Indiana's Natural Gas Supply

Things Begin to Go Sour


Publication: The Wheeling Register

Wheeling, WV, United States
vol. 38, no. 1, p. 40, col. 2



According to the Chicago Record those hasty manufacturers who left good paying plants in convenient sites for manufacturing to go to the much-advertised Indiana gas fields on a bonus attracted by the prospect of cheap gas fuel, are likely soon to regret their change of base. Our Chicago contemporary which has made a study of the Indiana gas supply concludes that in two years time the two great supply companies of the territory will find their product exhausted.

It believes that there will be gas for domestic purposes for ten of fifteen years longer, but that for industrial purposes natural gas will be soon out of use and the results to industries built up on cheap fuel will be disastrous.

According to the opinions expressed by drillers and operators the great reservoir, formerly 2,800 square miles in extent, has been narrowed to an area of 200 square miles of first-class producing capacity. The big companies which supply Indiana, Illinois, and Ohio are connecting their pipe lines into this contracted field. It is estimated that within six months 325,000 consumers will be drawing gas from this territory.

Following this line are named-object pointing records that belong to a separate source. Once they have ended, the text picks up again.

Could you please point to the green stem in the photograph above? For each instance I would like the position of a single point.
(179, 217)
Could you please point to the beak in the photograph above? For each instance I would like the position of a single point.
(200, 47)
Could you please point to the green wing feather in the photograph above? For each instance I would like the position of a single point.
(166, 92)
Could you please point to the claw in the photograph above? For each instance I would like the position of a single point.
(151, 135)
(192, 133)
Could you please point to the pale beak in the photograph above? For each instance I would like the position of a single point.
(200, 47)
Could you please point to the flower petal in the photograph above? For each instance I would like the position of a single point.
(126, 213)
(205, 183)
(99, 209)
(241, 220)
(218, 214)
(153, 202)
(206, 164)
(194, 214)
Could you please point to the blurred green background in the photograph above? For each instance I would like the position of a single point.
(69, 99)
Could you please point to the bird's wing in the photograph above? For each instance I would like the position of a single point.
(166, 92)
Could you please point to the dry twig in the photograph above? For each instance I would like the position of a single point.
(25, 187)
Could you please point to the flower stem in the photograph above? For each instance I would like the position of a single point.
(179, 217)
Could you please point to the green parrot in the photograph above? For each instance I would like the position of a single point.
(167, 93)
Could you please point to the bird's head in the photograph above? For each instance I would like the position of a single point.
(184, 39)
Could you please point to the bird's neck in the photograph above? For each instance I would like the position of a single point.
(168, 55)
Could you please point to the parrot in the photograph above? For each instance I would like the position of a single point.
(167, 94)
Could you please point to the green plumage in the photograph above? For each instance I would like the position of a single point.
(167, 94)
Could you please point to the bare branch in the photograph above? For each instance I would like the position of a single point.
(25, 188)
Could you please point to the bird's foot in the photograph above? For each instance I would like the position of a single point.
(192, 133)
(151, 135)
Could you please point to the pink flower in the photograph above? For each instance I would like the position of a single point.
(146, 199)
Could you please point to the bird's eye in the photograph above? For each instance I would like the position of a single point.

The pressure averages from 100 to 150 pounds around this narrow district for a distance of twelve or fifteen miles, but, outside this radius, when a drill has been sent down, salt water, instead of gas comes up. There are about 157 Indiana towns using natural gas, to say nothing of consumers in Ohio and Chicago.

Many hasty manufacturers who moved from this section to that delusive field under the impression that the gas there was practically inexhaustible, and by some unexplained process of nature would renew its supplies when they got low are likely soon to witness the explosion of this theory and to realize their mistake. They turned their backs on the sure thing they had in this section to go after a will o' the wisp, and doubtless they begin to wish they were back again where if they can't get an abundance of natural gas they can get the next best thing, an abundance of cheap coal.


Keywords:Fuel : Coal : Natural Gas
Researcher notes:The Wheelling, West Virginia, area lost a number of manufacturers to the Indiana gas belt.